Description
Sister Gertrude, a nun who works in a Catholic hospital for the elderly, returns to work after healing from surgery to remove a brain tumor. Gertrude suffers from significant anxiety following her surgery, and believes that her cancer has returned, despite the hospital\'s lead doctor, Dr. Poirret, assuring her there is no evidence for it. The Mother Superior of the convent also dismisses Gertrude\'s fears as hypochondria. Sister Mathieu, who has an unspoken sexual attraction to Gertrude, believes Gertrude\'s worry is legitimate.
Unbeknownst to the convent, Gertrude begins leading a double life, venturing into the city and pursuing sexual encounters with random men. Gertrude also begins to intravenously abuse morphine and heroin that Sister Mathieu steals for her from the hospital. A change in her personality is noted by Dr. Poirret, as Gertrude begins to mistreat patients and revel in reading gory hagiography on the lives of tortured saints to them. Gertrude successfully manages to have Poirret fired from the hospital. While Gertrude is in a drug-induced state, Sister Mathieu\'s grandfather, a patient at the hospital, is bludgeoned to death with a lamp, and his body thrown out a window so as to appear as a suicide. Sister Mathieu finds Gertrude\'s veil with his body, but, pledging her loyalty, assures Gertrude she will not implicate her, promising to burn it to hide the evidence.
Following Dr. Poirret\'s dismissal, the young and handsome Dr. Patrick Rowland is hired as his replacement. During a rainstorm, Gertrude witnesses Jonathan, an elderly male patient, having sex with a young female orderly outside. Later, she awakens from a nightmare in which she suffocates Jonathan, though she is unable to discern whether it was merely a dream or if she might have actually committed another murder. Jonathan\'s corpse is found the following morning lying in the grass. After leading a prayer for Jonathan, Gertrude has a nervous breakdown. Shortly after, Janet, another patient, is bound and gagged by an unseen assailant before being ritualistically stabbed in the face with needles and slashed in the head and neck by a scalpel.

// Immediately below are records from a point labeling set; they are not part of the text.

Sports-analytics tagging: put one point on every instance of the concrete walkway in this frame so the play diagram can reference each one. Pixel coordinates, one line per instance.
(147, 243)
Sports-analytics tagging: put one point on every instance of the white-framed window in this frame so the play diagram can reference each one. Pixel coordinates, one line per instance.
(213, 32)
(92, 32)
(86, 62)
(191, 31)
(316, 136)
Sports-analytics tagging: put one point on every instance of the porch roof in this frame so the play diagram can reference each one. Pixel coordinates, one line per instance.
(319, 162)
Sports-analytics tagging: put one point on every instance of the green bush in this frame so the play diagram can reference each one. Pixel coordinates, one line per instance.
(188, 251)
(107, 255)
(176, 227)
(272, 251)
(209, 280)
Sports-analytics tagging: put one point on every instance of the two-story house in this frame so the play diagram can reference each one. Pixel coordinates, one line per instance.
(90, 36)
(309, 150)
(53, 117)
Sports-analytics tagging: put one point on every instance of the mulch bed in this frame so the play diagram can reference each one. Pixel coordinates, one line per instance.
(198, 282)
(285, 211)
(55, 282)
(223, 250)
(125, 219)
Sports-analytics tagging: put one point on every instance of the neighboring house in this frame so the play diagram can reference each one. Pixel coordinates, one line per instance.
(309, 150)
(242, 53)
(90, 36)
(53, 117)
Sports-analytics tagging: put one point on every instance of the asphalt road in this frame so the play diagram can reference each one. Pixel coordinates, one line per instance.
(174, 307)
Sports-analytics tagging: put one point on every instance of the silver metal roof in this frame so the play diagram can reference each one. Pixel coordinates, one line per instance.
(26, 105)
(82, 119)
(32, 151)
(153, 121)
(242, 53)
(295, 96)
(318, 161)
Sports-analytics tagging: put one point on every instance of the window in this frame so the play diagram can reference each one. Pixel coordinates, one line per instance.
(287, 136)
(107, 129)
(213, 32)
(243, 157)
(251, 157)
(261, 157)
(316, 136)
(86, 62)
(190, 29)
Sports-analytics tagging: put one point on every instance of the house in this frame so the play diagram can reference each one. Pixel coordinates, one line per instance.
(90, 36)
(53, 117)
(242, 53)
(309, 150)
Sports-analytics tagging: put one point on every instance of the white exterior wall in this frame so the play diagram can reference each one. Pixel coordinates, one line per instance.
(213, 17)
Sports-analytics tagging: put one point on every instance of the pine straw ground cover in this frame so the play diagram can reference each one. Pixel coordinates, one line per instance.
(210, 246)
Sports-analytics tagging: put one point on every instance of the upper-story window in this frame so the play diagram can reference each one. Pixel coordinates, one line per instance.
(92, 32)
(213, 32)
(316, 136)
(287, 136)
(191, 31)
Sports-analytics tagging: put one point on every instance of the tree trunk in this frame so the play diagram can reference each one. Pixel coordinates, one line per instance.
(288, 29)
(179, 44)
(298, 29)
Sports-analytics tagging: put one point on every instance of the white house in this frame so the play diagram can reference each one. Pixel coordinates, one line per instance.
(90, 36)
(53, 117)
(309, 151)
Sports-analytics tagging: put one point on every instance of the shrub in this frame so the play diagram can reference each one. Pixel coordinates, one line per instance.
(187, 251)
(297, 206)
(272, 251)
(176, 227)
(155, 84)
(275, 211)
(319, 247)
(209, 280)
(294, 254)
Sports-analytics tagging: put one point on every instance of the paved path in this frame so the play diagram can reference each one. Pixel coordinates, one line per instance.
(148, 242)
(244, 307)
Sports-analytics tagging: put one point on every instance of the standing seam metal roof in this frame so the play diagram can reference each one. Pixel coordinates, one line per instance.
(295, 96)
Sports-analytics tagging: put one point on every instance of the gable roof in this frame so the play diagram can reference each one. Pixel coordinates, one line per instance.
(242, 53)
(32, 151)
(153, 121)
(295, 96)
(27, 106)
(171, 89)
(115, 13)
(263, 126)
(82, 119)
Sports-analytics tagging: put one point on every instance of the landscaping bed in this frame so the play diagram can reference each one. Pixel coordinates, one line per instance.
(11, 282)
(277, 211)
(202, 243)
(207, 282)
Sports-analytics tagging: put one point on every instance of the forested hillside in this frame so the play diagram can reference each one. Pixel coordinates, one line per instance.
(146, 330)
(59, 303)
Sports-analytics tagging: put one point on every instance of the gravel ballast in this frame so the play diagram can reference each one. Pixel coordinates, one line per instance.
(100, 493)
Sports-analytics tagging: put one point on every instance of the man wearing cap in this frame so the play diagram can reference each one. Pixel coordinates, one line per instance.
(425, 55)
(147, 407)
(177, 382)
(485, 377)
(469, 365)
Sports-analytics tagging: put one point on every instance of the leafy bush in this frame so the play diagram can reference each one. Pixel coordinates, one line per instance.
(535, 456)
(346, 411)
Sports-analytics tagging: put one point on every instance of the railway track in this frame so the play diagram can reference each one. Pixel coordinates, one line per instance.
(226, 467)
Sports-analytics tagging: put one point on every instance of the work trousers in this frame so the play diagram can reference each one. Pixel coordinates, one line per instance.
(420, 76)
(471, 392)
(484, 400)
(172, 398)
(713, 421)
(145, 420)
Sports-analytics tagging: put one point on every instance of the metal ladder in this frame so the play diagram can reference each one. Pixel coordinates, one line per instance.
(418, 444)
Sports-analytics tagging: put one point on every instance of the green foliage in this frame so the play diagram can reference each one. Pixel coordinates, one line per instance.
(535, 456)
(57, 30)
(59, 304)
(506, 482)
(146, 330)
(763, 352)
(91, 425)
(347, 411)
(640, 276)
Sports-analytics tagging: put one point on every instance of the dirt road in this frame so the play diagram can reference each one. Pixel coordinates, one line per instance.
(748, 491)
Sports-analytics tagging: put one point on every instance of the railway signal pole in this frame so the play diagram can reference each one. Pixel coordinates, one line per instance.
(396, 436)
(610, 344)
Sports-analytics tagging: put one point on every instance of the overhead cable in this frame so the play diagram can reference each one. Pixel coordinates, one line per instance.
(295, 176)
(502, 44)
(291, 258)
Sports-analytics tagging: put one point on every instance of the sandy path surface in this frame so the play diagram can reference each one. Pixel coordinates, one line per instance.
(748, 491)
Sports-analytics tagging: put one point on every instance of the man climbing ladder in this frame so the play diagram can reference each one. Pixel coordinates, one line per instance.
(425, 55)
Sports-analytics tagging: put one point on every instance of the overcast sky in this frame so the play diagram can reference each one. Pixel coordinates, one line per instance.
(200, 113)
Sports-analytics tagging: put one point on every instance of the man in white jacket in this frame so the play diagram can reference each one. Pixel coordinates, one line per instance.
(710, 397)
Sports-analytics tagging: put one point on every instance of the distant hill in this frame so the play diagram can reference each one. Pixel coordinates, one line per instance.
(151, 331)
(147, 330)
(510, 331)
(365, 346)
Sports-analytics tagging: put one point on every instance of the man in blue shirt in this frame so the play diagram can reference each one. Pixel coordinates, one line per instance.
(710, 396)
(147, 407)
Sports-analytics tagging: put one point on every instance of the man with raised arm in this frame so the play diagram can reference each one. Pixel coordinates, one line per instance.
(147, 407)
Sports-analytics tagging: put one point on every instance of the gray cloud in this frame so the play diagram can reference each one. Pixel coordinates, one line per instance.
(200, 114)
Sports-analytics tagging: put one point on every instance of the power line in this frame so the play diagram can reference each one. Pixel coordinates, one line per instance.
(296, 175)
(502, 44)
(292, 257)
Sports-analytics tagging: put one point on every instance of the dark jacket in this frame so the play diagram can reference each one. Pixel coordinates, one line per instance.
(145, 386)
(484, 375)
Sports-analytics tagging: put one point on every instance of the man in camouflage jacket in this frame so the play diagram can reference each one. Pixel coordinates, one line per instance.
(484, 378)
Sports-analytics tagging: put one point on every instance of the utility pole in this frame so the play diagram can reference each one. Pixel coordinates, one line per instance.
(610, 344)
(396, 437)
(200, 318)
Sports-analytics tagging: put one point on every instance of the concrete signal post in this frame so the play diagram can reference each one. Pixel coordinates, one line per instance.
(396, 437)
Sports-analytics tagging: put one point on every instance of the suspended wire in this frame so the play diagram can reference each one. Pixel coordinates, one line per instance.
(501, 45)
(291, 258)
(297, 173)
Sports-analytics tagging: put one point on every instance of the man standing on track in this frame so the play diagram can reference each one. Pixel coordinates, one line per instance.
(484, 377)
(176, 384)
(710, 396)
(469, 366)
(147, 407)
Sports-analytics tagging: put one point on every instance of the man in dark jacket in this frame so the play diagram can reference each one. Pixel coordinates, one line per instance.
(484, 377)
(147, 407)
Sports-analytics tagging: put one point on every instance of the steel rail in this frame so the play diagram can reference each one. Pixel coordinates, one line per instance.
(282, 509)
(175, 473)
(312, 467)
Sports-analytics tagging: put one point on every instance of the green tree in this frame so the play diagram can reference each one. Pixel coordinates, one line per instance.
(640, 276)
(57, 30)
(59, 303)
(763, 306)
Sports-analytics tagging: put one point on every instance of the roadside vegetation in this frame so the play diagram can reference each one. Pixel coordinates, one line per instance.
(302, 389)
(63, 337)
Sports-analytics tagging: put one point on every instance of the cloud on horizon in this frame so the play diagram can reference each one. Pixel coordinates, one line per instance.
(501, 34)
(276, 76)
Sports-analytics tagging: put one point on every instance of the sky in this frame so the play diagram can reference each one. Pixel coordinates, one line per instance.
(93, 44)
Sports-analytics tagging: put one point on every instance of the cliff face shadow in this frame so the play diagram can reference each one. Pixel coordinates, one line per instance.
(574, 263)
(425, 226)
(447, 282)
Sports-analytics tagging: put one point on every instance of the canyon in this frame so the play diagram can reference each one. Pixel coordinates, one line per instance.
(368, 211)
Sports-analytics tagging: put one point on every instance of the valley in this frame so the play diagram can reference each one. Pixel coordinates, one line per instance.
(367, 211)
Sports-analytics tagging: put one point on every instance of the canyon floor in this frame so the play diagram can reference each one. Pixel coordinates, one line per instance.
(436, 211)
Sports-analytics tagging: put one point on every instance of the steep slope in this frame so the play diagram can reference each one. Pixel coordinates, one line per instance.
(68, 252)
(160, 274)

After Janet\'s body is found hanging in an elevator shaft, Dr. Poirret sedates a panicked Gertrude. When Gertrude awakens, she confronts Peter, a middle-aged patient on crutches, who claims to have knowledge of who is committing the killings. Gertrude believes him, assuming she is being framed, but he will not reveal any further details to her. In response, she steals his crutches from him. After Peter\'s body is found in the boiler room, Gertrude is escorted out of the hospital and met by the Mother Superior, who scolds her for her behavior and has her sent to an isolation cell to be sedated. Meanwhile, Sister Mathieu confesses to Dr. Roland to stealing drugs for Gertrude, and threatens suicide if she is exposed. She then begins to seduce him.
Meanwhile, isolated in her cell, Sister Gertrude sits in a catatonic state, detoxing from her drug abuse. As she regains mental clarity, she recalls the first murder committed in the hospital, of Sister Mathieu\'s grandfather. Gertrude realizes that it was in fact perpetrated by Sister Mathieu, as Gertrude watched in an intoxicated state. Gertrude, psychologically fragile and in a state of perpetual drug use, mistakenly assumed she was committing each of the murders, when it was in fact Sister Mathieu, motivated to kill by the sexual abuse she suffered as a child by her grandfather.